A well-regarded retired neurosurgeon, Carson earned national acclaim for performing delicate surgeries. But he has also surged atop the GOP presidential pack with the support of Christian voters nationwide who are drawn to his rags-to-riches life story, his books on spirituality and redemption and his frequent talk about his faith.

But on Friday, that reputation seemed to collide with his professional medical opinions.

At the request of her family, then-Florida Gov. Jeb Bush intervened and attempted to take custody of Schiavo. A Republican-controlled Congress also held a rare Palm Sunday session to pass a law that would have kept her alive. But federal courts struck down the law and Bush's intervention and Schiavo died shortly after the ruling.

PREVIOUS COVERAGE: The audacity of Jeb Bush, a governor goes all in on the Terri Schiavo case

After speaking at a Republican Party conference here on Friday, a reporter asked Carson what he thought of the infamous case — one that Bush speaks about occasionally as he mounts his own presidential campaign.

"We face those kinds of issues all the time and while I don't believe in euthanasia, you have to recognize that people that are in that condition do have a series of medical problems that occur that will take them out," he said. "Your job (as a doctor) is to keep them comfortable throughout that process and not to treat everything that comes up."

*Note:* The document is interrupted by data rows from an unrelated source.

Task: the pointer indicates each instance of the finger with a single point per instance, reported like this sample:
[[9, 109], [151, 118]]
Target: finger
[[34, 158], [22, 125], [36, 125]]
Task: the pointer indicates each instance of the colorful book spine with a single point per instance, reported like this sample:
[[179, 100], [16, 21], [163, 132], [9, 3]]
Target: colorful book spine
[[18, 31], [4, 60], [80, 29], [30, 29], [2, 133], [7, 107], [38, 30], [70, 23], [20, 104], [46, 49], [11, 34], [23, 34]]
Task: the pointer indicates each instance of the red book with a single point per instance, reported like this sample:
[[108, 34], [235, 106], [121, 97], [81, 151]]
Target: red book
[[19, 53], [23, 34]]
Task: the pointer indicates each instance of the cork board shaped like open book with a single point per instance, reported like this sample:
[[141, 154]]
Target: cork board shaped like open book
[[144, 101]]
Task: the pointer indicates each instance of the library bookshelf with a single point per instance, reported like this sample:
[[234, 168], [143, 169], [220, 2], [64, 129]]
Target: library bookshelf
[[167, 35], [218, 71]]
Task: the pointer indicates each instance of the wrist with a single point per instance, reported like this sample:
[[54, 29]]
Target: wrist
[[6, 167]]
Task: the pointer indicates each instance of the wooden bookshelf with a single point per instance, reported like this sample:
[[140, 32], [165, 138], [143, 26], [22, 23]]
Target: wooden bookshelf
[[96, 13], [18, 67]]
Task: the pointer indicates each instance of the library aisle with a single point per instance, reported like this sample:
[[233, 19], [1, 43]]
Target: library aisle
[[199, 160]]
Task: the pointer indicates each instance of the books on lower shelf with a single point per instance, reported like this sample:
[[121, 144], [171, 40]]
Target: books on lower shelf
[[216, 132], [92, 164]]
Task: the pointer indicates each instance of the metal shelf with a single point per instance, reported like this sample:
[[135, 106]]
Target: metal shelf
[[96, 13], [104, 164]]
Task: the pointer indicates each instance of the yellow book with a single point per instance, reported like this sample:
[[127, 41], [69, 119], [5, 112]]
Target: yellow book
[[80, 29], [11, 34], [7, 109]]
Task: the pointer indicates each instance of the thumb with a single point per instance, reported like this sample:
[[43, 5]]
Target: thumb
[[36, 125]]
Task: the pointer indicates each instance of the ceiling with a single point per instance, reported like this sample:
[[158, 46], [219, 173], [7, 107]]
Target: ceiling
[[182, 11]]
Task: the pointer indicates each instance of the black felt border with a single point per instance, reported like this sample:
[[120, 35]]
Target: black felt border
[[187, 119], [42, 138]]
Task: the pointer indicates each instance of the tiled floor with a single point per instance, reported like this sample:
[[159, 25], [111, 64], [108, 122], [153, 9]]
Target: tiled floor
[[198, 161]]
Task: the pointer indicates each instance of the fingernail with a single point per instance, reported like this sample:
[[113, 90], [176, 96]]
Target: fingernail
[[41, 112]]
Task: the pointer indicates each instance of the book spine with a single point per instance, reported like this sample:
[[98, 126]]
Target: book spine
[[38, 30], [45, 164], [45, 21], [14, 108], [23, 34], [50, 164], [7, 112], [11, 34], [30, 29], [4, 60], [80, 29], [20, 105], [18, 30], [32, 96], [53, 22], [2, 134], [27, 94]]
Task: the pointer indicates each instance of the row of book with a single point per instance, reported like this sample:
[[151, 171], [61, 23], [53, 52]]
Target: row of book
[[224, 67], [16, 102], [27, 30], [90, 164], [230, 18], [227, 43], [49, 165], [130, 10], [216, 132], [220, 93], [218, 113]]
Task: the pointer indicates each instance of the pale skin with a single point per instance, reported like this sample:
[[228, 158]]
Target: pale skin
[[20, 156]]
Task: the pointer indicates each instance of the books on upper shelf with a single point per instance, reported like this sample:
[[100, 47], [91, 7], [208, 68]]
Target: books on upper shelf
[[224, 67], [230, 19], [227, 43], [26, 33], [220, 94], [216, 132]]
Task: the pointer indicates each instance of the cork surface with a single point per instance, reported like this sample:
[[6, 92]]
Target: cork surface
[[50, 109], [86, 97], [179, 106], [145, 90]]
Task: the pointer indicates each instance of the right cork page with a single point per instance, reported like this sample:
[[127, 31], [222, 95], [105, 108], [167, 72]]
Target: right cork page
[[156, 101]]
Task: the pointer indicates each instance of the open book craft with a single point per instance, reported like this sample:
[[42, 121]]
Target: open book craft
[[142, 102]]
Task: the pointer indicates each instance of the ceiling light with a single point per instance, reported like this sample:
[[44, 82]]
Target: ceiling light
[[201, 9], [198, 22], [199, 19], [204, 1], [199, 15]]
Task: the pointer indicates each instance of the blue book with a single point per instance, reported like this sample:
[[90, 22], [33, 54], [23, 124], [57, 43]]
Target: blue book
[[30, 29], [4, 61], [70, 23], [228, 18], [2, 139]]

When the reporter asked whether Carson thought it was necessary for Congress to intervene, he said: "I don't think it needed to get to that level. I think it was much ado about nothing."

Allie Brandenburger, a Bush spokeswoman said he "has always advocated for a culture of preserving life. For him, being pro-life is not just about preventing deaths of the most vulnerable, but also about promoting human dignity and helping people preserve life. Governor Bush engaged on the issue and advocated for Terri Schiavo because he believes that when in doubt, it is important to err on the side of life."

In a memoir published last week, Bush recalled his first interactions with Schiavo's father, Robert Schindler, who asked him to intervene in an email sent in 2001.

"It was many months before I realized this letter was only the beginning of a very long, complicated, and controversial journey for her family and me," Bush wrote in his book, Reply All, an anthology of e-mails he received during his governorship.

Bush wrote that feedback about Schiavo peaked in his inbox shortly before her death in March 2005 when he received more than 16,000 emails about the situation.

Once the courts ruled against him, "there was nothing more we could do," Bush wrote. "At the end of the day, I knew in my heart I had done absolutely everything I could to save Terri."